Le marathon des audiences s’est poursuivi dans la journée du 24 juillet. D’abord avec le Premier ministre François Fillon puis, au Palais de l’Elysée, où un entretien et un déjeuner avec Nicolas Sarkozy avaient été organisés.
Biya « moteur » de l’Afrique centrale
Tout en promettant que la France maintiendrait son niveau d’aide au Cameroun, le président français a confirmé le déboursement de 537 millions d’euros sur cinq ans dans le cadre du Contrat Désendettement Développement (C2D), mécanisme mis en place par Paris pour éponger la dette de ses partenaires africains et réinvestir les économies ainsi générées dans des secteurs prioritaires et sociaux.
Le président Sarkozy a également appelé son homologue à poursuivre les efforts en matière de droits de l’Homme et de bonne gouvernance. Deux points mis à l’index par le Collectif des organisations démocratiques de la diaspora camerounaise (Code), fondé par un exilé, Guillaume Tene Sop, et l’association française Survie. Les deux organisations avaient d’ailleurs organisé des micro-manifestations contre cette visite.

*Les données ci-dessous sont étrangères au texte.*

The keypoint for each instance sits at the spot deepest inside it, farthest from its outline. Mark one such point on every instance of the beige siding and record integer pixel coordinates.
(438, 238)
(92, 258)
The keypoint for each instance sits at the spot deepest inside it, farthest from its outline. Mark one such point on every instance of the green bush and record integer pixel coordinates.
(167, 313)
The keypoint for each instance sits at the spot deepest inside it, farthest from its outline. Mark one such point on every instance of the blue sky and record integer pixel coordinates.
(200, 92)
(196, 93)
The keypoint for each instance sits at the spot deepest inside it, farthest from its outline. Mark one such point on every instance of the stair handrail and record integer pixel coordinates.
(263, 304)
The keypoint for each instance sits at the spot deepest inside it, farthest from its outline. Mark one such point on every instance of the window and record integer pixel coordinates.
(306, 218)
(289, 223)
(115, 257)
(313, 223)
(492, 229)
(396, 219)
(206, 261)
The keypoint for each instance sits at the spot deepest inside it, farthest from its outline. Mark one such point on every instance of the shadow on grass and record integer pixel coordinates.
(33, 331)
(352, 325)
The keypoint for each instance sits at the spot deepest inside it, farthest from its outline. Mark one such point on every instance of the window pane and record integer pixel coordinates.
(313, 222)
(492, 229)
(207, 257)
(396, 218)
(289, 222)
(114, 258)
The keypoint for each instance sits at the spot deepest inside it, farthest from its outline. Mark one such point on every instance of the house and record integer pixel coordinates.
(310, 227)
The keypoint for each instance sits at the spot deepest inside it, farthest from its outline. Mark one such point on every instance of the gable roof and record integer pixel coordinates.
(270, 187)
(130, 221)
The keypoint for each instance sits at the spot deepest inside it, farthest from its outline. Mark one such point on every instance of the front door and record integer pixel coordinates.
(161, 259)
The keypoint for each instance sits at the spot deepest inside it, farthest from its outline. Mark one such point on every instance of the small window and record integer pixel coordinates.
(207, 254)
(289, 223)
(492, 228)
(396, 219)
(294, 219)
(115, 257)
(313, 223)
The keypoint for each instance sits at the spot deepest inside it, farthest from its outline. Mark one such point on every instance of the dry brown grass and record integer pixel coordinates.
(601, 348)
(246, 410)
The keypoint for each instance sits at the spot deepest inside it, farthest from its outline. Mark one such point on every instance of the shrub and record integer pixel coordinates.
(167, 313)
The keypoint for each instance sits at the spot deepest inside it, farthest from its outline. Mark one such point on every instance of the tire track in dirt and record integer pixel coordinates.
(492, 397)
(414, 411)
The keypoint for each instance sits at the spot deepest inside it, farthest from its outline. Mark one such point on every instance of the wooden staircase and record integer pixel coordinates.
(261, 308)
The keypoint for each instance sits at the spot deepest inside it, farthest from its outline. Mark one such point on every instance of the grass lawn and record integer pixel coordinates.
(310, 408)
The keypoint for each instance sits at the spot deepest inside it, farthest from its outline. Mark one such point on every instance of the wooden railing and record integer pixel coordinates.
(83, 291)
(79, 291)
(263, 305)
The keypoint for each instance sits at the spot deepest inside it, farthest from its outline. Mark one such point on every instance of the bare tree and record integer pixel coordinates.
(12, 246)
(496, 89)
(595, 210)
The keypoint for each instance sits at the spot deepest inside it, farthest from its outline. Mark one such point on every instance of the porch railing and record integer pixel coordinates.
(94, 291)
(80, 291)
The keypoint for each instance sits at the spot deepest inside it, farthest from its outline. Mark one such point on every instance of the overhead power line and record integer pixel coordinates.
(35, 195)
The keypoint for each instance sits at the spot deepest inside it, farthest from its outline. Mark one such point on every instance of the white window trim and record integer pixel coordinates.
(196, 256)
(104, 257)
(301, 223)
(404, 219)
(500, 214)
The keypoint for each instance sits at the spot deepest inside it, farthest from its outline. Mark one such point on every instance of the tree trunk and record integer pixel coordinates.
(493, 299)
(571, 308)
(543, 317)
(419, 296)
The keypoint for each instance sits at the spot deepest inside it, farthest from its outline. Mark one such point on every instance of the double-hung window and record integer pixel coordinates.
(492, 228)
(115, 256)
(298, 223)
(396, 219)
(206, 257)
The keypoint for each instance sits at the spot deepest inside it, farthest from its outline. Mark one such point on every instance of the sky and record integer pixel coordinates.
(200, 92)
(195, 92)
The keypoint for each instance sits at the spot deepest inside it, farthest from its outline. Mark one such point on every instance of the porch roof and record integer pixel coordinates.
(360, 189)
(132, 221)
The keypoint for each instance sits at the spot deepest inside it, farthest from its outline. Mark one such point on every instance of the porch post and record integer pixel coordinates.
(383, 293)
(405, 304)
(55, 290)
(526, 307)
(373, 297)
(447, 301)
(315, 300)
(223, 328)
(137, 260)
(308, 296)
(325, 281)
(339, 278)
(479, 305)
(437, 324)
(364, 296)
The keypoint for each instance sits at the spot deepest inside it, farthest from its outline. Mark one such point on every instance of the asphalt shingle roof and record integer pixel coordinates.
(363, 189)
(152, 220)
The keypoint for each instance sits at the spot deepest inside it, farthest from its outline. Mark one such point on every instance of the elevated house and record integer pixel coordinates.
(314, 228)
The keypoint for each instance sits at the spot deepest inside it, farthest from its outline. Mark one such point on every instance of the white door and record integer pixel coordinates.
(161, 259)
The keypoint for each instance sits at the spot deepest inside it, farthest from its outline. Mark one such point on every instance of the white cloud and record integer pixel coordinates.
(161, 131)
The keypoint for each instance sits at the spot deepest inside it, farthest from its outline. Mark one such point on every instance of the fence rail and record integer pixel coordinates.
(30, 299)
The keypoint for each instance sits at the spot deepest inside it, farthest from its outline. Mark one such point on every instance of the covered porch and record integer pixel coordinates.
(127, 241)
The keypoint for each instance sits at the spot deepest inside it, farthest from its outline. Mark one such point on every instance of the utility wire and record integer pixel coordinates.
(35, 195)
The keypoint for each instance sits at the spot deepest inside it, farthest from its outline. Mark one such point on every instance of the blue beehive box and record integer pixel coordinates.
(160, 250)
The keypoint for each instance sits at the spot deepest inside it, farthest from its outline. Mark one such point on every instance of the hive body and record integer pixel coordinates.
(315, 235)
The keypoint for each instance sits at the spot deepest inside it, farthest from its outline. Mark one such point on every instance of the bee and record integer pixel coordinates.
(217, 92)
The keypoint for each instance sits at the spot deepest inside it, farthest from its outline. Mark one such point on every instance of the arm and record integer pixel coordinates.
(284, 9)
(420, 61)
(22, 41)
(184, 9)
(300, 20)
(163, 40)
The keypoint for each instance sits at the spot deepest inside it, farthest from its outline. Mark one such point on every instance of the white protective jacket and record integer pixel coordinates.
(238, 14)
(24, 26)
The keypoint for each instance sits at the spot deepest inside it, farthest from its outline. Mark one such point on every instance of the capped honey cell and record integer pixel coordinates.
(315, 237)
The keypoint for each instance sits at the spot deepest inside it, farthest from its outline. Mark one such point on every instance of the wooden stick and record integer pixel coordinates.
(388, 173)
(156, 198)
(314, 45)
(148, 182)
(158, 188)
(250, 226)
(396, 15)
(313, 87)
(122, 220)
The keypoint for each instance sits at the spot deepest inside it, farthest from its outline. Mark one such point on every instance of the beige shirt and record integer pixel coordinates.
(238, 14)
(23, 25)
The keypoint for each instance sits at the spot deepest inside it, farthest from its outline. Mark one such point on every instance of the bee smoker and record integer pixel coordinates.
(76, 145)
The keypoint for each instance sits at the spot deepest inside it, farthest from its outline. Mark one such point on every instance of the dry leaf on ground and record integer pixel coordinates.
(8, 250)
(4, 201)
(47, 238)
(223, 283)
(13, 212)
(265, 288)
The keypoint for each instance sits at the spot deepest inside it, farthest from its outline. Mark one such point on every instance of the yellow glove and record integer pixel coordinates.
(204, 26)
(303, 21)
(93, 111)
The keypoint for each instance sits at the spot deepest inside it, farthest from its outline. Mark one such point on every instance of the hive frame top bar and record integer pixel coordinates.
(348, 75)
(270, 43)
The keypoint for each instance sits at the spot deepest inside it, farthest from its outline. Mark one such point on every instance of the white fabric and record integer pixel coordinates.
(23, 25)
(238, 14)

Les dossiers jugés sensibles comme l’assassinat, à Yaoundé, en 2007, de la chercheuse Laurence Vergne, les biens supposés « mal acquis » que Paul Biya posséderait en France selon un rapport du Comité Catholique contre la Faim et pour le Développement (CCCF-Terre Solidaire) publié fin juin ou la répression des manifestations contre la vie chère au Cameroun qui, en février 2008, avaient fait 140 tués, n’ont pas été évoquées.
Nicolas Sarkozy a en outre parlé du rôle de son homologue en Afrique centrale depuis le décès d’Omar Bongo Ondimba. « Il ne s’agit pas de trouver un successeur à Omar Bongo, insiste-on à l’Elysée. Mais le président français a salué le rôle positif, pacificateur et moteur du président camerounais, qui peut favoriser l’émergence d’une dynamique dans la région. Paul Biya participe aux efforts de paix en République Centrafricaine et s’est engagé pour une solution sécuritaire dans le golfe de Guinée. »
Le message de Biya aux Camerounais
Peu loquace à sa sortie de l’Elysée, le successeur d’Ahmadou Ahidjo s’est montré plus disert en fin d’après-midi lors d’une allocution au Pavillon Dauphine, au Nord de Paris, où une soirée était prévue pour clôturer sa visite. « Depuis 20 ans, notre principale préoccupation a été de conduire le pays sur le chemin de la démocratie », a-t-il expliqué devant ses compatriotes survoltés.
« Mais tout n’est pas parfait (…) il faut corriger les insuffisances ». Sur la corruption, le chef de l’Etat, accompagné de son épouse Chantal, a déploré qu’elle « subsiste » malgré les « efforts considérables » déployés pour la combattre.
Quant à la « crise qui a brouillé nos prévisions » de croissance, Paul Biya s’est voulu rassurant en indiquant que « les fondamentaux de notre économie sont sains ». Et d’annoncer que le Cameroun va mettre en œuvre divers projets pour booster le secteur. Le discours s’est clos sur les « relations franco-camerounaises qualifiées « d’excellentes » sous un tonnerre d’applaudissements.
Paul Biya n’a pas oublié ses détracteurs les qualifiant de « concitoyens qui ternissent l’image de notre pays sous divers prétextes ». Achevée le 24 juillet, cette visite se poursuivra, à titre privé, durant plusieurs jours au cours desquels une rencontre est prévue avec le nouveau président du Conseil français des investisseurs en Afrique (Cian), Alexandre Vilgrain.